= Nancy Lubin =

American non-profit writer

Nancy Lubin is president of JNA Associates, Inc—a research and consulting firm on the former USSR, especially the Caucasus/ Central Asia.

She holds a PhD from Oxford University (St Antony's College, 1976–1981); a BA, magna cum laude, from Harvard University (1976); studied in Moscow and Leningrad; and was one of the first Westerners to conduct research in Central Asia for a year, at Tashkent State University, Uzbekistan (1978/79), where she documented deep institutional corruption and its political and economic impacts. She has traveled to this region many times since.

Lubin's interest in the former Soviet Union began during her college years at Harvard University, where she created an undergraduate "Special Concentration" in Soviet Studies and became particularly interested in the southern regions of the USSR. She spent one semester, 1974, studying in Leningrad (now Saint Petersburg), and published on population policies in the USSR and the rapid growth of the Central Asian and other minority populations in the Soviet Union's southern tier.

After earning her bachelor's degree, Lubin worked at Citizen Exchange Corps in NY, putting together and then leading the first group of American skiers and ski writers to ski at Cheget, in the Caucasus mountains near Mount Elbrus, the highest mountain on the European continent. She then spent one year conducting research in Uzbekistan (1978–79) before completing her doctorate at Oxford in 1982. Her research focused on corruption and the informal political and economic system in Central Asia, and her resulting book was reviewed favorably in the New York Times Book Review and elsewhere.

After earning her doctorate, Lubin worked on Capitol Hill in Washington, D.C. as Soviet analyst and Project Director at the Congressional Office of Technology Assessment before joining the faculty of Carnegie Mellon University in the departments of Engineering and Public Policy, and of Social and Applied History. Throughout the 1980s she also consulted widely for a range of foundations, international organizations and US governmental agencies on, and in, Central Asia, the Caucasus, and Russia, and was often quoted in the press.

The collapse of the USSR in 1991 led Lubin to found JNA Associates Inc., a research and consulting firm that focuses on Central Asia and the Caucasus region. She has consulted for over 80 private foundations, international donors/ financial institutions, US government agencies and contractors, the media, and other private industry ranging from Fortune 100 corporations to small non-profits. Her cross-sectoral work, largely focused on corruption and navigating these informal economic and political systems, includes designing, negotiating, implementing and evaluating projects and joint ventures on the ground; conducting political risk assessments, survey research and other analyses; consulting on television and film productions; and advising corporations, donors, and legal counsel in the US, Europe and Japan. The latter includes work as an expert witness/ expert consultant for civil and criminal cases, including Foreign Corrupt Practices Act (FCPA) and other matters.
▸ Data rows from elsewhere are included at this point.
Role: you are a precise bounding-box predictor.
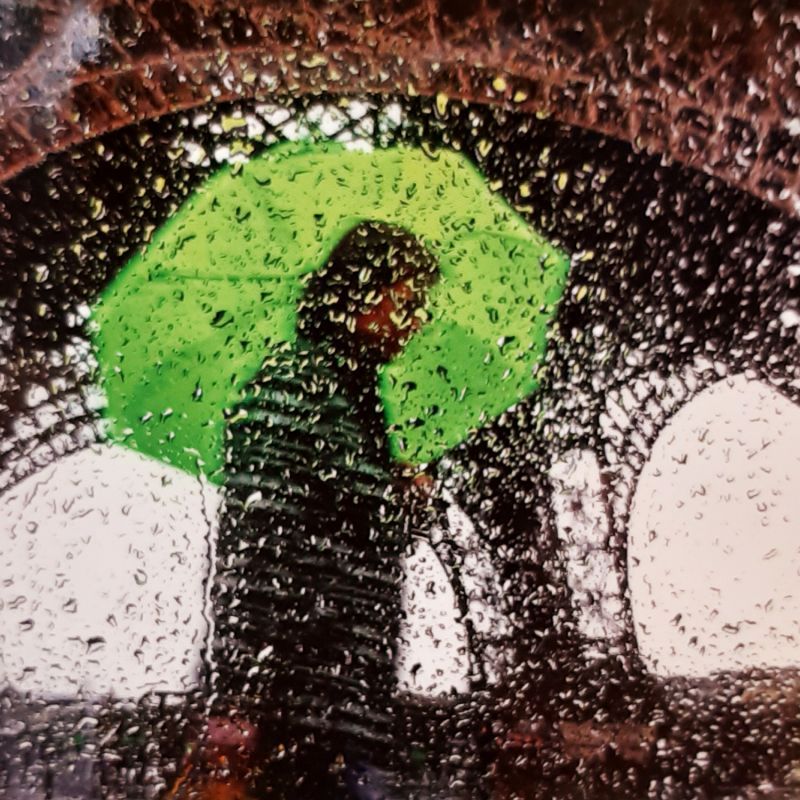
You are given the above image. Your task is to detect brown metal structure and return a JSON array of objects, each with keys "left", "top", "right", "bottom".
[
  {"left": 1, "top": 4, "right": 799, "bottom": 796},
  {"left": 0, "top": 0, "right": 799, "bottom": 215}
]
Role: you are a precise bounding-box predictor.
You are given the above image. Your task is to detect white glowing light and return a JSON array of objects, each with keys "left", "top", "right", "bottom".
[
  {"left": 628, "top": 375, "right": 800, "bottom": 677},
  {"left": 0, "top": 445, "right": 219, "bottom": 699}
]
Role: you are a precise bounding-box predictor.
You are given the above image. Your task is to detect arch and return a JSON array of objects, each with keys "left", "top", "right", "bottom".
[
  {"left": 0, "top": 444, "right": 219, "bottom": 698},
  {"left": 628, "top": 375, "right": 800, "bottom": 677},
  {"left": 93, "top": 139, "right": 568, "bottom": 478},
  {"left": 0, "top": 2, "right": 793, "bottom": 216}
]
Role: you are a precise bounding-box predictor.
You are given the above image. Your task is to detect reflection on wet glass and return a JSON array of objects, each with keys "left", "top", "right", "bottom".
[{"left": 0, "top": 18, "right": 799, "bottom": 800}]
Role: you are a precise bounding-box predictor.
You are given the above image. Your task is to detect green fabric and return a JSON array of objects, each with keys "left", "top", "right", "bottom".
[{"left": 92, "top": 139, "right": 568, "bottom": 480}]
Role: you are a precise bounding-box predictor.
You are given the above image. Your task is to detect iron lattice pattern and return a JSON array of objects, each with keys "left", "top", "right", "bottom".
[{"left": 0, "top": 0, "right": 799, "bottom": 214}]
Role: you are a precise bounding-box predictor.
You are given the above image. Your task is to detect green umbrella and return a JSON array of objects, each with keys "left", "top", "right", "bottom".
[{"left": 92, "top": 139, "right": 569, "bottom": 481}]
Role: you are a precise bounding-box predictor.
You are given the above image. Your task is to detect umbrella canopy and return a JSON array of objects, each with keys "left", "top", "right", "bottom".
[{"left": 92, "top": 139, "right": 569, "bottom": 480}]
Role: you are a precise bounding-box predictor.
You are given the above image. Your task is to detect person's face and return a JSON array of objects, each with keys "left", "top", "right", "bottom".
[{"left": 353, "top": 278, "right": 428, "bottom": 361}]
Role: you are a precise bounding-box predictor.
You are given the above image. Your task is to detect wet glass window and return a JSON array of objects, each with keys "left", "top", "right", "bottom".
[{"left": 0, "top": 3, "right": 799, "bottom": 799}]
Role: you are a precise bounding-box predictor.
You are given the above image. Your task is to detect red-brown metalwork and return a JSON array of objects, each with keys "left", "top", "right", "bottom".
[{"left": 1, "top": 1, "right": 798, "bottom": 215}]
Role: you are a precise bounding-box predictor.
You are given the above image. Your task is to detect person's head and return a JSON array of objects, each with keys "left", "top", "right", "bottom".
[{"left": 297, "top": 221, "right": 438, "bottom": 363}]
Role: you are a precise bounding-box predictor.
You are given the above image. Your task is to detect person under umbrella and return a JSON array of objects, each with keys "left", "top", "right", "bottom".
[{"left": 168, "top": 221, "right": 438, "bottom": 799}]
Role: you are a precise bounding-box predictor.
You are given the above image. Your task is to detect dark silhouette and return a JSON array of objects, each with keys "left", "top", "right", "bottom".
[{"left": 169, "top": 222, "right": 437, "bottom": 799}]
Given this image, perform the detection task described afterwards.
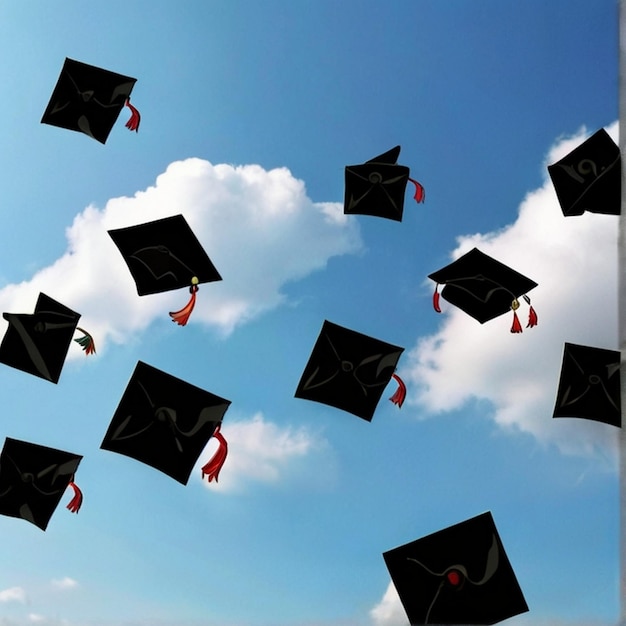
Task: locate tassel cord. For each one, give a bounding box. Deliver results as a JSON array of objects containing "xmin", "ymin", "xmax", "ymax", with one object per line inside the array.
[
  {"xmin": 74, "ymin": 327, "xmax": 96, "ymax": 355},
  {"xmin": 433, "ymin": 285, "xmax": 442, "ymax": 313},
  {"xmin": 408, "ymin": 177, "xmax": 425, "ymax": 203},
  {"xmin": 170, "ymin": 284, "xmax": 198, "ymax": 326},
  {"xmin": 66, "ymin": 480, "xmax": 83, "ymax": 514},
  {"xmin": 389, "ymin": 373, "xmax": 407, "ymax": 408},
  {"xmin": 124, "ymin": 98, "xmax": 141, "ymax": 132},
  {"xmin": 201, "ymin": 425, "xmax": 228, "ymax": 483}
]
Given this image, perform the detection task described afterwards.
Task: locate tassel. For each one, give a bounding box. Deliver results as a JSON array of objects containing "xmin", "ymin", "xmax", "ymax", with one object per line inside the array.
[
  {"xmin": 408, "ymin": 177, "xmax": 425, "ymax": 203},
  {"xmin": 74, "ymin": 327, "xmax": 96, "ymax": 355},
  {"xmin": 201, "ymin": 424, "xmax": 228, "ymax": 483},
  {"xmin": 523, "ymin": 295, "xmax": 538, "ymax": 328},
  {"xmin": 510, "ymin": 298, "xmax": 523, "ymax": 333},
  {"xmin": 389, "ymin": 373, "xmax": 407, "ymax": 408},
  {"xmin": 66, "ymin": 480, "xmax": 83, "ymax": 514},
  {"xmin": 433, "ymin": 284, "xmax": 442, "ymax": 313},
  {"xmin": 124, "ymin": 98, "xmax": 141, "ymax": 132},
  {"xmin": 510, "ymin": 312, "xmax": 523, "ymax": 333},
  {"xmin": 169, "ymin": 278, "xmax": 199, "ymax": 326}
]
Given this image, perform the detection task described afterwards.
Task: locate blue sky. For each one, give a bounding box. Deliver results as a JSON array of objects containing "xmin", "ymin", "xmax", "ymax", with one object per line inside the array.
[{"xmin": 0, "ymin": 1, "xmax": 619, "ymax": 625}]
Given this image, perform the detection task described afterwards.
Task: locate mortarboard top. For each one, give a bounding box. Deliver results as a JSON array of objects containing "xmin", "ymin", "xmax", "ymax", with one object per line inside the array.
[
  {"xmin": 553, "ymin": 342, "xmax": 621, "ymax": 427},
  {"xmin": 294, "ymin": 320, "xmax": 404, "ymax": 422},
  {"xmin": 108, "ymin": 215, "xmax": 222, "ymax": 325},
  {"xmin": 41, "ymin": 58, "xmax": 140, "ymax": 144},
  {"xmin": 547, "ymin": 128, "xmax": 620, "ymax": 216},
  {"xmin": 344, "ymin": 145, "xmax": 425, "ymax": 222},
  {"xmin": 0, "ymin": 293, "xmax": 81, "ymax": 383},
  {"xmin": 383, "ymin": 511, "xmax": 529, "ymax": 625},
  {"xmin": 0, "ymin": 438, "xmax": 82, "ymax": 531},
  {"xmin": 428, "ymin": 248, "xmax": 538, "ymax": 332},
  {"xmin": 101, "ymin": 361, "xmax": 231, "ymax": 485}
]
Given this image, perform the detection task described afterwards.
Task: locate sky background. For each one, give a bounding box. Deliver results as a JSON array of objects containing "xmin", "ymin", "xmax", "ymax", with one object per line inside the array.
[{"xmin": 0, "ymin": 1, "xmax": 620, "ymax": 625}]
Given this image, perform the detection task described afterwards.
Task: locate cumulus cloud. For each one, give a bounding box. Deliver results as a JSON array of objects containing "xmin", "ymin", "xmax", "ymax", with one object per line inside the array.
[
  {"xmin": 0, "ymin": 158, "xmax": 361, "ymax": 349},
  {"xmin": 405, "ymin": 123, "xmax": 619, "ymax": 460},
  {"xmin": 0, "ymin": 587, "xmax": 27, "ymax": 603},
  {"xmin": 369, "ymin": 582, "xmax": 408, "ymax": 626},
  {"xmin": 50, "ymin": 578, "xmax": 77, "ymax": 591},
  {"xmin": 197, "ymin": 412, "xmax": 324, "ymax": 492}
]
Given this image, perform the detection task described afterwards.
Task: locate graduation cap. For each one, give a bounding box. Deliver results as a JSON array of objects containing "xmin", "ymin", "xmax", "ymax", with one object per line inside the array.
[
  {"xmin": 294, "ymin": 320, "xmax": 405, "ymax": 422},
  {"xmin": 428, "ymin": 248, "xmax": 538, "ymax": 332},
  {"xmin": 547, "ymin": 129, "xmax": 620, "ymax": 216},
  {"xmin": 41, "ymin": 57, "xmax": 140, "ymax": 144},
  {"xmin": 0, "ymin": 438, "xmax": 82, "ymax": 531},
  {"xmin": 383, "ymin": 511, "xmax": 529, "ymax": 625},
  {"xmin": 0, "ymin": 293, "xmax": 95, "ymax": 383},
  {"xmin": 344, "ymin": 145, "xmax": 425, "ymax": 221},
  {"xmin": 101, "ymin": 361, "xmax": 231, "ymax": 485},
  {"xmin": 553, "ymin": 342, "xmax": 621, "ymax": 427},
  {"xmin": 108, "ymin": 215, "xmax": 222, "ymax": 326}
]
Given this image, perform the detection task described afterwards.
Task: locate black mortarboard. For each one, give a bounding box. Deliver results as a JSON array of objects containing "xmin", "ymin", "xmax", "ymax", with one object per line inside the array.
[
  {"xmin": 383, "ymin": 511, "xmax": 529, "ymax": 625},
  {"xmin": 108, "ymin": 215, "xmax": 222, "ymax": 325},
  {"xmin": 428, "ymin": 248, "xmax": 538, "ymax": 332},
  {"xmin": 0, "ymin": 293, "xmax": 80, "ymax": 383},
  {"xmin": 294, "ymin": 320, "xmax": 405, "ymax": 422},
  {"xmin": 344, "ymin": 146, "xmax": 425, "ymax": 221},
  {"xmin": 101, "ymin": 361, "xmax": 231, "ymax": 484},
  {"xmin": 0, "ymin": 438, "xmax": 82, "ymax": 531},
  {"xmin": 547, "ymin": 129, "xmax": 620, "ymax": 216},
  {"xmin": 553, "ymin": 342, "xmax": 621, "ymax": 427},
  {"xmin": 41, "ymin": 58, "xmax": 140, "ymax": 144}
]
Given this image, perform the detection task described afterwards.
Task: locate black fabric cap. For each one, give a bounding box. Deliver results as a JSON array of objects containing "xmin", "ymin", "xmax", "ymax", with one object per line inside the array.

Her research includes her work as a fellow at the US Institute of Peace, Woodrow Wilson Center, and elsewhere; Director/ Principal Author of a Council on Foreign Relations project chaired by Senator Sam Nunn; consultant for ABC News & PBS documentaries; and author of books, articles and op-eds for publications as varied as the New York Times, GEO magazine, Reader's Digest, Newsday, and elsewhere. She has also provided her expertise on Russian and Central Asian affairs on camera and as a consultant for NPR, CNN, ABC News, and other media outlets.

She is a member of the Council on Foreign Relations, and has served on the Board of Trustees, Eurasia Foundation; the advisory board, Open Society Institute, Central Eurasia Project, and other non profit boards, and was Senior Consultant for International Relations and Engagement for CityDance, 2010.